Welcome to the technical documentation for nano-dllm. This project implements a high-efficiency training recipe for converting pretrained autoregressive (AR) language models into Block Diffusion Language Models (BD3LM).

Project Vision

The goal of nano-dllm is to bridge the gap between fast, causal generation and the high-quality, non-autoregressive refinement capabilities of diffusion models.

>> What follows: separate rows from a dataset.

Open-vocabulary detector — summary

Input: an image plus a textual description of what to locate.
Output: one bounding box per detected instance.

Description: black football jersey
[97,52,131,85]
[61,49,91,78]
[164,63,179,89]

By using Minor Component Adaptation (MiCA), we adapt large pretrained models (specifically Qwen3-0.6B) with minimal parameter overhead while preserving their massive causal knowledge.

Core Components

  • MiCA PEFT: Parameter-efficient fine-tuning that targets the minor singular directions of weight matrices.
  • BD3LM: A block-wise masked diffusion objective that enables bidirectional context within a sequence.
  • WSD Curriculum: A Warmup–Stable–Decay scheduler that progressively increases block sizes to stabilize training.

Recent Enhancements

  • Memory Optimizations: Integrated gradient checkpointing and dynamic micro-batching to handle quadratic attention memory scaling on NVIDIA GB10 hardware.
  • Automated Benchmarking: A post-checkpoint callback that automatically evaluates model performance on GSM8K across multiple configurations (AR baseline, Zero-MiCA, and trained adapters).
  • Weights & Biases Integration: Live tracking of training loss, token-level accuracy, and benchmark results.